Denny Page denny at cococafe.com
Wed Nov 1 13:15:43 EDT 2017

> On Nov 01, 2017, at 05:39, Attila Kinali <attila at kinali.ch> wrote:
> 6-10µs is the interrupt latency of linux on ARM SoC. I guess, to get
> below that you'd have to tweak the kernel a bit. Which should not
> be that difficult. Definitly simpler than writing your own IP and NTP
> stack from scratch.

Just tweak the Linux kernel a bit? No. You would have to a rewrite substantial chunks of it. A tremendous effort. Low latency and accurate timing is not what Linux is designed for. This has been discussed extensively for years.

Writing your own IPv4 datagram stack for ICMP and NTP is rather trivial. It’s all static state, you don’t have to deal with fragments, you don’t have to deal with options, etc. There really is very little you actually have to do. IPv6 is more work because you have to maintain some dynamic state (routing), process options, etc., but it’s still nothing near like trying to turn Linux into a real-time system.

> Spread spectrum can usually be switched off, though requires at least a
> custom DTB or even patching of the kernel. There are a few boards, though
> that do not allow spread spectrum to be switched off.

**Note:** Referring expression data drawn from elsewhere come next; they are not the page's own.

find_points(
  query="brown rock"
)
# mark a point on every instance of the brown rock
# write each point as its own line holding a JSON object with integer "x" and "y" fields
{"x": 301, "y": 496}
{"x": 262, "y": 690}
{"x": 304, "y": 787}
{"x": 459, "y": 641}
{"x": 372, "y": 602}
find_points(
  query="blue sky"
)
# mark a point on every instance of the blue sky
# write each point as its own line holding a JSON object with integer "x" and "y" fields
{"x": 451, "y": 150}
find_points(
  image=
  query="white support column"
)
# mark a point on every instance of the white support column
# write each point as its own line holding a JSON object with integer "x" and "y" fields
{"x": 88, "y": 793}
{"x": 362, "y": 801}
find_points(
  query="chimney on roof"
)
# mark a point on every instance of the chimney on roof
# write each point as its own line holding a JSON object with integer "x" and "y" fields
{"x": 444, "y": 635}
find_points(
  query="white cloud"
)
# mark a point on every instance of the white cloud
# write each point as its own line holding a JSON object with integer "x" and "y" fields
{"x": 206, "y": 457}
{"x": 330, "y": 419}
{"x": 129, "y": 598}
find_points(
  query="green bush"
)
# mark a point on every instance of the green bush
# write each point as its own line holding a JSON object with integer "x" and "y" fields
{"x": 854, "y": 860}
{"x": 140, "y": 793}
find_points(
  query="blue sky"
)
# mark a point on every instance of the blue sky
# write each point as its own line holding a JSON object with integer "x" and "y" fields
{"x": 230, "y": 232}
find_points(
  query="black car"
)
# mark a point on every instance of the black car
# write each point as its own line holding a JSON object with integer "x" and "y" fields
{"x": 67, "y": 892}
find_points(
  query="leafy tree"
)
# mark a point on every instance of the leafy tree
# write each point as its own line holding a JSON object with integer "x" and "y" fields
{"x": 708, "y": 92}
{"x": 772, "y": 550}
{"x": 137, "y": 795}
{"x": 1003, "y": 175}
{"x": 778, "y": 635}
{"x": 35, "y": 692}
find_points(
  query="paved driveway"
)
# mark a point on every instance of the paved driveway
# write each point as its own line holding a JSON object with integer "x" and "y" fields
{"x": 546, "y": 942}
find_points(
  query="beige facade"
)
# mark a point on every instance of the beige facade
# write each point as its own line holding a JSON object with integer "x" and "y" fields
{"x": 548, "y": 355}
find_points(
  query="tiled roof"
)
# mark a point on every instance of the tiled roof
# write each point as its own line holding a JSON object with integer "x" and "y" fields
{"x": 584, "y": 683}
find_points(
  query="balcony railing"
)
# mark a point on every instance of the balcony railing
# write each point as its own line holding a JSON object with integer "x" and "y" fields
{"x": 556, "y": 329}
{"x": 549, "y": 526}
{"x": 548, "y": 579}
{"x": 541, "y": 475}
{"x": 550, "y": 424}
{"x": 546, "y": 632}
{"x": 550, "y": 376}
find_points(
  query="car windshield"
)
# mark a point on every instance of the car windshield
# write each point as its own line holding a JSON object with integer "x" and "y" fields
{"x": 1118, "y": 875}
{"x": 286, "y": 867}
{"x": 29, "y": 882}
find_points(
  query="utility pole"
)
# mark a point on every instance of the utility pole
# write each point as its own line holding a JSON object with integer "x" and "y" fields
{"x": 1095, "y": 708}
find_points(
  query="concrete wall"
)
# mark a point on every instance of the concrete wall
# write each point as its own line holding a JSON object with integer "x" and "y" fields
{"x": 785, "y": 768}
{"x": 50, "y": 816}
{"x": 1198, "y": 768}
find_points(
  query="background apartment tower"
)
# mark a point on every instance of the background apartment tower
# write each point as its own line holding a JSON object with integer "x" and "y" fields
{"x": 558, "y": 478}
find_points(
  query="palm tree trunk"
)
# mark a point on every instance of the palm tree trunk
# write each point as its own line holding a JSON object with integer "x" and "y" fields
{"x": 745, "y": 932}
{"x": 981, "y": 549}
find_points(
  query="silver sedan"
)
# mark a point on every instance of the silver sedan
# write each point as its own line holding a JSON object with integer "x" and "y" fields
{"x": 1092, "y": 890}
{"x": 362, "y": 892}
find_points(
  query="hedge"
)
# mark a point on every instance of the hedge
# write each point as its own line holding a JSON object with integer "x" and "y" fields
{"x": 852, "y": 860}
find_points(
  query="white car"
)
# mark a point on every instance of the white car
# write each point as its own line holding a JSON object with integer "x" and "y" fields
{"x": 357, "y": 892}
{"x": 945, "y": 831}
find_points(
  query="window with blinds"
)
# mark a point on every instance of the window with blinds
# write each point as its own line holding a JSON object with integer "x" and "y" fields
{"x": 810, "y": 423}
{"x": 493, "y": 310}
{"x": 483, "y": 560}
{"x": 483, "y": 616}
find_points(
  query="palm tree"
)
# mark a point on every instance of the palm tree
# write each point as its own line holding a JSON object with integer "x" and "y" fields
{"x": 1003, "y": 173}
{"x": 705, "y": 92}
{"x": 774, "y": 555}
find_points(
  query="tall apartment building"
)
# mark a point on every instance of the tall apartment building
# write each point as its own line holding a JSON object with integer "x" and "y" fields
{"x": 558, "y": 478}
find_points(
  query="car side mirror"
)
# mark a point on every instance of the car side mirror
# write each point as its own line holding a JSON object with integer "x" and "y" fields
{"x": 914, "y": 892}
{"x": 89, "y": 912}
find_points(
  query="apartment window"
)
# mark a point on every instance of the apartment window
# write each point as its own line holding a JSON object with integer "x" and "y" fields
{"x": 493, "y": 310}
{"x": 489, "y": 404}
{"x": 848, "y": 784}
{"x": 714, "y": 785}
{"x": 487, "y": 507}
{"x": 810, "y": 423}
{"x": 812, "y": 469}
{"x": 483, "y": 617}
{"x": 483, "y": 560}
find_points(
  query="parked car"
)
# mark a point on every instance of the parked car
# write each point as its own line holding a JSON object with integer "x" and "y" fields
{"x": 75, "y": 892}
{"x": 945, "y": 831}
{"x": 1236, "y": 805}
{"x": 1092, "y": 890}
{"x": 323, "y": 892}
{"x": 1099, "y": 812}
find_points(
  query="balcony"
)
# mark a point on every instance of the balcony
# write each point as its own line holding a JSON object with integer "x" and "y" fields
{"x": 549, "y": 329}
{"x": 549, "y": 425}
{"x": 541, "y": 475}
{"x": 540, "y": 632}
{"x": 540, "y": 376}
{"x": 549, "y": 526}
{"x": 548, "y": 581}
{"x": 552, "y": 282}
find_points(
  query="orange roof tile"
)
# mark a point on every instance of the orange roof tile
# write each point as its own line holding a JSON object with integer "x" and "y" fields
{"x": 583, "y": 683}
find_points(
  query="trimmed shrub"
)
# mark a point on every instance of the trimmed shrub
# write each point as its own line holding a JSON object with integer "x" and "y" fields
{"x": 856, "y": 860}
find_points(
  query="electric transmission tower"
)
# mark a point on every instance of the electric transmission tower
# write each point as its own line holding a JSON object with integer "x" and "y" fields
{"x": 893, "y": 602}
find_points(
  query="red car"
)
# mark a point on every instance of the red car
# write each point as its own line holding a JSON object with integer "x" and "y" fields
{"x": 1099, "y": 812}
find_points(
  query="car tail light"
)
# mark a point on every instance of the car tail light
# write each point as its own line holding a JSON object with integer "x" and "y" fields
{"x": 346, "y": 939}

Unfortunately is usually has to be done in the bios. The control space that would allow spread spectrum to be turned off is usually disabled prior to kernel load. For compliance, most bios implementations have removed spread spectrum as an option so you have to build a custom one. I can’t begin to tell you what kind of a chill comes over the conversation with a vendor (even a maker oriented one) when you tell them you want to create a custom bios to disable spread spectrum.